The real problem is building a superintelligence that you understand at a very deep level, such that you know it will act as you intended. You need to understand things like: How its goals are stored and why they will stay the same as its world model updates. How much it can rely on its world model. When and how you can specify goals that have easy-to-predict and safe consequences. How it might be motivated to improve itself, and why you can trust it to do this.

Your work will almost always be several steps upstream of this goal, and only solve a small subproblem. This is fine, as long as the connection is known and clearly communicated to others, so that the research community can prioritize necessary but neglected problems.

Have ambition. Hold yourself to a higher standard than the current field exemplifies. Your work kinda only matters if it makes significant advances. So take risks. Avoid low value experiments done just for publication. Think about the deep conceptual questions and allow them to motivate your research.
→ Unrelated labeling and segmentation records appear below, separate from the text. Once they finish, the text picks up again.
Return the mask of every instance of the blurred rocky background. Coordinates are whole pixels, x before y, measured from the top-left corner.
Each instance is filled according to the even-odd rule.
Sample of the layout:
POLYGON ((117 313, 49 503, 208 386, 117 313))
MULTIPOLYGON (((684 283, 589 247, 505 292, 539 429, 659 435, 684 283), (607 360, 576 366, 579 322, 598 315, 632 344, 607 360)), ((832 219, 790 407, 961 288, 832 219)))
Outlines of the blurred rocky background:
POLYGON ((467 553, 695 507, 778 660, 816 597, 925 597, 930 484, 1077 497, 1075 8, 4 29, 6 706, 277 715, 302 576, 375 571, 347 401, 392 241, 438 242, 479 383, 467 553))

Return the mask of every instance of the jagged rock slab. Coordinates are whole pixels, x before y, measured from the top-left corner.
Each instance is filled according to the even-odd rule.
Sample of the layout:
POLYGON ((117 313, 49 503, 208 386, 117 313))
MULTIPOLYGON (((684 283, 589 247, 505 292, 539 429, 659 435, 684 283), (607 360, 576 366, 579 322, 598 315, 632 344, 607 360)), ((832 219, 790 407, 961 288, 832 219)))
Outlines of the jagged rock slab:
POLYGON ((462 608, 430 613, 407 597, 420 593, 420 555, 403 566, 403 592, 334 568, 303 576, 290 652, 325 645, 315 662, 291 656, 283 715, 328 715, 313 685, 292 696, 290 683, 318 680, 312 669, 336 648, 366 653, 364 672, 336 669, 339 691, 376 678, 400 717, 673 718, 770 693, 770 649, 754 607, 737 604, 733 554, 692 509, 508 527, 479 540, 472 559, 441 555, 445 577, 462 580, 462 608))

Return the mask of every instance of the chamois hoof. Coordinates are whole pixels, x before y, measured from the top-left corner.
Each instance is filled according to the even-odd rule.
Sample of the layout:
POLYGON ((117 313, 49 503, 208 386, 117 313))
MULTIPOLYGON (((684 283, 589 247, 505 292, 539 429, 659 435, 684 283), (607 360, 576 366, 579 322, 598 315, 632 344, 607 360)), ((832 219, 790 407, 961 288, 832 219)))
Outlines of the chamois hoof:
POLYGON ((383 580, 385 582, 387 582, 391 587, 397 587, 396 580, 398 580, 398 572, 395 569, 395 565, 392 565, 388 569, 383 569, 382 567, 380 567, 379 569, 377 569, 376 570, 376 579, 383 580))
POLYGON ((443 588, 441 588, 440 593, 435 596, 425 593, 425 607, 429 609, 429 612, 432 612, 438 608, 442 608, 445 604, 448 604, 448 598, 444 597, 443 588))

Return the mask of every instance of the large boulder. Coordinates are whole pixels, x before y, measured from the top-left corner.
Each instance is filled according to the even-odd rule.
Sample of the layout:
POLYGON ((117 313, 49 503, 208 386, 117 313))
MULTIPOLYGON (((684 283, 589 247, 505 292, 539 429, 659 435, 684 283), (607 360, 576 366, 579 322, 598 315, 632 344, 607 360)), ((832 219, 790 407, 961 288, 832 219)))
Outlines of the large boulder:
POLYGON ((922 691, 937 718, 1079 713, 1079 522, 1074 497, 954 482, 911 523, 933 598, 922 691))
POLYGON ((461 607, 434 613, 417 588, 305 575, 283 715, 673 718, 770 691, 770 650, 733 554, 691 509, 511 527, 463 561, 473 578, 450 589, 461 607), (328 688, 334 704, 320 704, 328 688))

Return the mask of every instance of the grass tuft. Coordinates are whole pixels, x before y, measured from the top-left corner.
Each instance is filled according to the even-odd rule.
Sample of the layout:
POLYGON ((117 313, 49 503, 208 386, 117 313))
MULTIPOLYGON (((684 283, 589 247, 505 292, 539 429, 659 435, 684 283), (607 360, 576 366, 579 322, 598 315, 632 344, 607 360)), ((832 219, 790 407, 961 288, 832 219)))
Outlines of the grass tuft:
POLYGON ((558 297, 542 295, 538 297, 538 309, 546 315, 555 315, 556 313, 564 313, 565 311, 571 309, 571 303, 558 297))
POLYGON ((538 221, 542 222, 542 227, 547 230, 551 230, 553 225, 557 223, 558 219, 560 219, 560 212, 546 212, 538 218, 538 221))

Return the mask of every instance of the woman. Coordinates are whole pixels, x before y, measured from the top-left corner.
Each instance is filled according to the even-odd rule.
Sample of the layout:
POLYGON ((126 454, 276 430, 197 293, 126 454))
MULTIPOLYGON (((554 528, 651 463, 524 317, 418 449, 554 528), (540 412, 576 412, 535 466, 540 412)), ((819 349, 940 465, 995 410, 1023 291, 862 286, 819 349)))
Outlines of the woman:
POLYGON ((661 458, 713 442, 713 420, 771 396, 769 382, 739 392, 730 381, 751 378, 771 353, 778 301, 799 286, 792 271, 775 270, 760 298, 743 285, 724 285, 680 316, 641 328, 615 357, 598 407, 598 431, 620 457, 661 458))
This attitude is somewhat associated with becoming a crackpot. To balance this out: Break down your research plans into small steps. Take care to communicate your ideas clearly and frequently. Work on small problems and help advance other people's research, but treat this as training for the real work.

I wonder if some of the confusion operates like this: the better you understand how insanely dangerous it would be to create a superintelligence, the more you also understand how insanely difficult it is to make a benign one, or even to say what a benign one would be. Those who speak do not know, but those who know cannot speak.

Eliezer has written of the dangers and the difficulty, and that the only near-term strategy is to shut it all down. But I have not seen what steps forward he would take from there.

In the fictional word of dath ilan, as described in planecrash, the guardians of that civilisation have succeeded in shutting it all down, and in a secret establishment called The Basement Of The World are very, very cautiously studying the problem. But we see nothing of their work.

Possible spoiler for planecrash:

Given what the gods of Golarion really are, maybe more is revealed later in the story than I have read up to.